- Born: August 8, 1939 Brooklyn, New York, U.S.
- Died: July 14, 2021 (aged 81)
- Occupation: Roush Fenway Racing Driver Diversity head
- Known for: 1st African American premier series NASCAR owner to complete a full season

= Sam Belnavis =

American auto racing executive (1939–2021)

Samuel Francis Belnavis Sr. (August 8, 1939 – July 14, 2021) was an American executive in automobile racing. Belnavis, an African-American, was one of a handful minorities to have owned a NASCAR racing team. He was the head of Roush Fenway Racing's driver diversity program, and handled other marketing initiatives for that company.

==Education and military service==
Samuel Francis Belnavis Sr. was born on August 8, 1939. As a child, Belnavis attended Our Lady of Victory, an all-black parochial school in Brooklyn, New York. He then attended Bishop Loughlin Memorial High School, with primarily white students, a very different experience. Belnavis subsequently attended Manhattan College in New York, graduating with a degree in accounting in 1961, later earning a Masters in Business Administration from the University of Michigan. He was in Air Force ROTC in Manhattan College, and served in the U.S. Air Force as a pilot in the 105th Tactical Fighter Wing, located at Lackland Air Force Base in Texas.

==Career==
After leaving the Air Force, Belnavis took a management position at Sears in 1968. From there, he became a director of sports marketing for Miller Brewing. In 1981, while in that job, he signed Bobby Allison to a sponsorship contract. After working at Miller, Belnavis was hired by DiGard Racing; part of his duties were to push a program to diversify DiGard Racing with an African-American driver.

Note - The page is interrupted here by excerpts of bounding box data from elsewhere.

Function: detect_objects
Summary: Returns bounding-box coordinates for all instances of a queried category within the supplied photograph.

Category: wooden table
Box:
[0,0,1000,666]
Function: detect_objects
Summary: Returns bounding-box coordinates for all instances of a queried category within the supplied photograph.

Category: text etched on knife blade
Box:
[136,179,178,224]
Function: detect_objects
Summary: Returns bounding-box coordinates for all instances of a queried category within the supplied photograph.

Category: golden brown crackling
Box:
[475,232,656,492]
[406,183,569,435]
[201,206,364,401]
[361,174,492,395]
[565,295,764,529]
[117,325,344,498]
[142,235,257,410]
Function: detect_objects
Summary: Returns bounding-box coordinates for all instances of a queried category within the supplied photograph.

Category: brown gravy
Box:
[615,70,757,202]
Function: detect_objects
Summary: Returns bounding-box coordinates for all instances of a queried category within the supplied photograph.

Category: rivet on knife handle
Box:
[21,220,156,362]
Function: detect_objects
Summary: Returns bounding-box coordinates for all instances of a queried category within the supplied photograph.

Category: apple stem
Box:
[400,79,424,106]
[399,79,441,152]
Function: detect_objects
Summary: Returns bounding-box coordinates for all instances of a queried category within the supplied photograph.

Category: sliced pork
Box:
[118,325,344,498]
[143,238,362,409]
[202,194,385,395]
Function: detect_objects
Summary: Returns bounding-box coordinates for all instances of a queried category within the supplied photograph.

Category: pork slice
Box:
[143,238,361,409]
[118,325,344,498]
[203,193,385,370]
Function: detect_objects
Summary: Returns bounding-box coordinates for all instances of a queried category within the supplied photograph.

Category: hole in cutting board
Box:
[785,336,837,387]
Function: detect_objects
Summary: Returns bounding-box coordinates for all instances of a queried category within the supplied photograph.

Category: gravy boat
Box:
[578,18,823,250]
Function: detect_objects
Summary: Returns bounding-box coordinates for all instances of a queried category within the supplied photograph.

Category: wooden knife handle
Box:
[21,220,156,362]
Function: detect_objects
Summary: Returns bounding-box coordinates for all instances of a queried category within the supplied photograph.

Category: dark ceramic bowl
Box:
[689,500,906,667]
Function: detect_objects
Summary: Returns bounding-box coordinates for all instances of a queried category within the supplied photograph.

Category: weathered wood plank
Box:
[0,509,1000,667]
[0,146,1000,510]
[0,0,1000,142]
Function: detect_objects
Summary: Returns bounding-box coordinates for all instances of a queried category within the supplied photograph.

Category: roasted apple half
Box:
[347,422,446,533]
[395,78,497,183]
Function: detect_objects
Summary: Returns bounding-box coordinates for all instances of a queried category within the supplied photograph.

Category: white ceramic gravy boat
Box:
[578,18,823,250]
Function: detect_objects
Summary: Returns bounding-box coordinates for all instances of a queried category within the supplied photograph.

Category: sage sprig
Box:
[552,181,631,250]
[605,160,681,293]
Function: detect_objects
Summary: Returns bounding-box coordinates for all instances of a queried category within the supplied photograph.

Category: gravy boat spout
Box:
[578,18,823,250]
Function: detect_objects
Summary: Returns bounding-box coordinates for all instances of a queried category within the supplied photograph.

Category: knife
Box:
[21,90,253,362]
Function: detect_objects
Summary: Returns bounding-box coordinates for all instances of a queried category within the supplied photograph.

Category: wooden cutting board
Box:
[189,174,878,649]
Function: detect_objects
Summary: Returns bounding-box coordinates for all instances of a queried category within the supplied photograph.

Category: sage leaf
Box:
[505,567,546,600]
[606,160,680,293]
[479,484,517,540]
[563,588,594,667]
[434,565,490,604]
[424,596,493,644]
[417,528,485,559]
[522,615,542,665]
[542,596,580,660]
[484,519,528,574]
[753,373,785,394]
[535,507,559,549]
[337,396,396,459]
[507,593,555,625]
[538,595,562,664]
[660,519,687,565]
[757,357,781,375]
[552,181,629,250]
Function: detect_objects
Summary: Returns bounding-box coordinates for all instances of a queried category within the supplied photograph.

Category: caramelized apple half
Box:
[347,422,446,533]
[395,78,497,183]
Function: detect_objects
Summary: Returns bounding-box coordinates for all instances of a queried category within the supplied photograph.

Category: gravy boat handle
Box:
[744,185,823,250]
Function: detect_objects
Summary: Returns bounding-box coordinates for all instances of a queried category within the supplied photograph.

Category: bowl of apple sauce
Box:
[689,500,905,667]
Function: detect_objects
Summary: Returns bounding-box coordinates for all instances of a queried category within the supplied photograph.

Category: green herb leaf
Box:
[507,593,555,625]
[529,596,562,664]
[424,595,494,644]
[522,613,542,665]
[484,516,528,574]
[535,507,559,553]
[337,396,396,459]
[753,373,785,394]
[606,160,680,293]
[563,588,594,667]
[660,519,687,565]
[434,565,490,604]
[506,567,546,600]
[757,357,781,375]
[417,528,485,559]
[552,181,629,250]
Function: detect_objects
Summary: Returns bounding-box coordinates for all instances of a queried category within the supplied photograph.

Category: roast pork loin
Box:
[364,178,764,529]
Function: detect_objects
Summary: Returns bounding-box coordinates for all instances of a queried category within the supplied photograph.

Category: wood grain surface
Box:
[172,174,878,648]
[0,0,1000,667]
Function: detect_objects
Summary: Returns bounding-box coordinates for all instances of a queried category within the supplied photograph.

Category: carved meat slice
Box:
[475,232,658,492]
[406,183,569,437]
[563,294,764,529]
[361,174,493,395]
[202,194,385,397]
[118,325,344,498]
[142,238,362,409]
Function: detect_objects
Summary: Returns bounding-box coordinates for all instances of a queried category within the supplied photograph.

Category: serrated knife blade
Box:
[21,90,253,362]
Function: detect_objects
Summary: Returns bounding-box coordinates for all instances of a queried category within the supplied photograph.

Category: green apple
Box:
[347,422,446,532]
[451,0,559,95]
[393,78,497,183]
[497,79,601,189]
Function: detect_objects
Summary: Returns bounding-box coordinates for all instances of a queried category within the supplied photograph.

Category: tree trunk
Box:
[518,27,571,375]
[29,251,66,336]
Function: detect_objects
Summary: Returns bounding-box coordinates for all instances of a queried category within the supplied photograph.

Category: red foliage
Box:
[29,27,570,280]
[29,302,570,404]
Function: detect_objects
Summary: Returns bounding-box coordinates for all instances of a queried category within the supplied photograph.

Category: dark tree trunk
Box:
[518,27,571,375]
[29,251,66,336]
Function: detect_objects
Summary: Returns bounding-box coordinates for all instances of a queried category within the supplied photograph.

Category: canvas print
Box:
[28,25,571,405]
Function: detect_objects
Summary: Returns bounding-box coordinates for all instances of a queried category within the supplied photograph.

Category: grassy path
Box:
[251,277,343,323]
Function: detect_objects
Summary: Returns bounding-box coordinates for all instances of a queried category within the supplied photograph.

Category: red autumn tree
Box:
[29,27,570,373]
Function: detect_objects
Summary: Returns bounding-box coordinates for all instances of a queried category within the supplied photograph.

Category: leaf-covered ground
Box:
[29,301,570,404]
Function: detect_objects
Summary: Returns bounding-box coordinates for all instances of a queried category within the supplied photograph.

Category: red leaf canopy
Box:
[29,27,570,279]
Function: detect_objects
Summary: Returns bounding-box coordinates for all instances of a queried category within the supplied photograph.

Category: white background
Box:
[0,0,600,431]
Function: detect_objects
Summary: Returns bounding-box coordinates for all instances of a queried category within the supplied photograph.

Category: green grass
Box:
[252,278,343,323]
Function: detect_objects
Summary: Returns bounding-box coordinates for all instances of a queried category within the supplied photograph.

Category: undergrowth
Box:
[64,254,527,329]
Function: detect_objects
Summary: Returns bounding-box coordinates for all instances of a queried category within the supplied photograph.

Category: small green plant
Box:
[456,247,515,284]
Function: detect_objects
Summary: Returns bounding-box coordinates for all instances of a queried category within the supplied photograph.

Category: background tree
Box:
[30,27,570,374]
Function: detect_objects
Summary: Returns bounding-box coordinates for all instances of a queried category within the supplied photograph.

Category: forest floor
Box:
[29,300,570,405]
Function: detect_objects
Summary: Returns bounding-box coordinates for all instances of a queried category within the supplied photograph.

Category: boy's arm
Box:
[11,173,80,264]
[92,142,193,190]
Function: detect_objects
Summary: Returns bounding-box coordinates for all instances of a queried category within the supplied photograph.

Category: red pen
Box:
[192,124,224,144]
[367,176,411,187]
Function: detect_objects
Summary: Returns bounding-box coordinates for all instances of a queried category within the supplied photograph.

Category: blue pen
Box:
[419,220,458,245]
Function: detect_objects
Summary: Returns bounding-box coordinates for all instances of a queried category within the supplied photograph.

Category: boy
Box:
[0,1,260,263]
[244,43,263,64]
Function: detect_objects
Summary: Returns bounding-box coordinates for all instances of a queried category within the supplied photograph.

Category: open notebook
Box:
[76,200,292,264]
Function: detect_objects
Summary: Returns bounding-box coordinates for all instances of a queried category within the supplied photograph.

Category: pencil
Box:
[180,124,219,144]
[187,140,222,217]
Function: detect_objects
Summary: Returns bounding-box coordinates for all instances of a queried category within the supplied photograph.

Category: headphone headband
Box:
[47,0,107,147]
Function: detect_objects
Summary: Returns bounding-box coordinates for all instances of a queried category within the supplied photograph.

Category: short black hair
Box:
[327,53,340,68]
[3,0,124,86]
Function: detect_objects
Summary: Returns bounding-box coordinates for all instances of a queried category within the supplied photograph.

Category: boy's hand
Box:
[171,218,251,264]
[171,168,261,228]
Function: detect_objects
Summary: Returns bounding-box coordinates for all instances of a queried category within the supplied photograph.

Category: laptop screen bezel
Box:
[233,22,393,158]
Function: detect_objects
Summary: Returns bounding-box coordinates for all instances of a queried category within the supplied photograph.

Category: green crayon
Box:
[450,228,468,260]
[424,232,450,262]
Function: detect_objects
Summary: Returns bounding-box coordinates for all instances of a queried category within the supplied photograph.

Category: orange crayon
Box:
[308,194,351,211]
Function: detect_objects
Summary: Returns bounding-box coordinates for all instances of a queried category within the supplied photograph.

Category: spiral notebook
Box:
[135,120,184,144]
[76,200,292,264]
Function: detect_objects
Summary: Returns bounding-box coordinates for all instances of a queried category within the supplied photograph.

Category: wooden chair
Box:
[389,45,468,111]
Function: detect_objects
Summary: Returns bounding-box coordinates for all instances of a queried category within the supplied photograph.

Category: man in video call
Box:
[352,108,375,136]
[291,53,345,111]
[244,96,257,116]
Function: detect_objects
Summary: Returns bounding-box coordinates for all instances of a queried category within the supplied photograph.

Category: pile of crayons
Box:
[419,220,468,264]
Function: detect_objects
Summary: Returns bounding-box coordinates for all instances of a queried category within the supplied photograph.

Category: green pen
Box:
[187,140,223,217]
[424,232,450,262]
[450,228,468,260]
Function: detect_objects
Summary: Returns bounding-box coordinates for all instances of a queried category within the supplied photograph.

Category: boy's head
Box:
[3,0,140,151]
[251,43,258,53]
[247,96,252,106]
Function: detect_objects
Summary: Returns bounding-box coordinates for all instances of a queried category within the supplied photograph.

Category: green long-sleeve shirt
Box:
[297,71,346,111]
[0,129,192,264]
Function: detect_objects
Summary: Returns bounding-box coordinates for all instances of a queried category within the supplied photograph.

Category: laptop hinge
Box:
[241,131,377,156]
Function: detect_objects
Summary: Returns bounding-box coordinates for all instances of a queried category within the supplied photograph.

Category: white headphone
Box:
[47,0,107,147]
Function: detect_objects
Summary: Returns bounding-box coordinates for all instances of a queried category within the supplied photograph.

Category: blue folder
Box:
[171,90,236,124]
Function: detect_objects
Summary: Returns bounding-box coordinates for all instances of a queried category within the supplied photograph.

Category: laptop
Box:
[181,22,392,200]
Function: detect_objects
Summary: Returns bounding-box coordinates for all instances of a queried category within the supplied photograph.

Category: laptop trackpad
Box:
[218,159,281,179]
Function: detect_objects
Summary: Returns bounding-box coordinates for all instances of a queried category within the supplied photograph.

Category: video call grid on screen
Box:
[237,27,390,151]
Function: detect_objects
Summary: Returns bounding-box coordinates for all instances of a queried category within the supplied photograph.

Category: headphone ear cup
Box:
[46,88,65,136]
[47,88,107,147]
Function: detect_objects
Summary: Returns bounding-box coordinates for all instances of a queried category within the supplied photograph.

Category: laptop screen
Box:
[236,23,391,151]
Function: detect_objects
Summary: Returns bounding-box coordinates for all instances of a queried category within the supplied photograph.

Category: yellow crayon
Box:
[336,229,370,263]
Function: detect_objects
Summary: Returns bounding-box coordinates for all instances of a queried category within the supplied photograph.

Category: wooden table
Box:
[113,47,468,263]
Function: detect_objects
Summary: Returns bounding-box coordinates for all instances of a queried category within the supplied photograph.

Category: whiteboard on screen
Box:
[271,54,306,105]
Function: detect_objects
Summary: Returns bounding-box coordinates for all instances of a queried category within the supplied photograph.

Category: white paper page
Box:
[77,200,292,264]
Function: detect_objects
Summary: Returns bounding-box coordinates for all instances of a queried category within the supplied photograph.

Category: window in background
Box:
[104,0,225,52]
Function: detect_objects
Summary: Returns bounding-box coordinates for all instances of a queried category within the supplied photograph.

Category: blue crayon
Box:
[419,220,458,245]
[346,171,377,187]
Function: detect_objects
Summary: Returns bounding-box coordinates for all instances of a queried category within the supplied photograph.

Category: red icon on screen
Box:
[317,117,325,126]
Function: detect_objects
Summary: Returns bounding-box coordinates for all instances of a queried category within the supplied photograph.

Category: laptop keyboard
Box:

After DiGard, Belnavis took a position as senior vice-president of sports and entertainment with Saatchi & Saatchi, one of the world's largest advertising firms. In 1991 he relocated to Charlotte, North Carolina, where he founded his own advertising and marketing agency, Belnavis & Associates.

Belnavis became NASCAR's first full-time minority owner since Wendell Scott in 2003, when he fielded BelCar Motorsports' #54 U.S. National Guard Ford Motor Company entry driven by Todd Bodine. He quit BelCar Racing at the conclusion of the season, but continued to serve in lower-level NASCAR leagues through the Drive for Diversity program. It went on to field entries including Morty Buckes, Brianne Conrath, and Jesus Hernandez. Belnavis later joined Roush Racing as its director of diversity programs.

==Personal life==
Belnavis and his wife Christine had one son, three daughters, and seven grandchildren. He died on July 14, 2021, at the age of 81.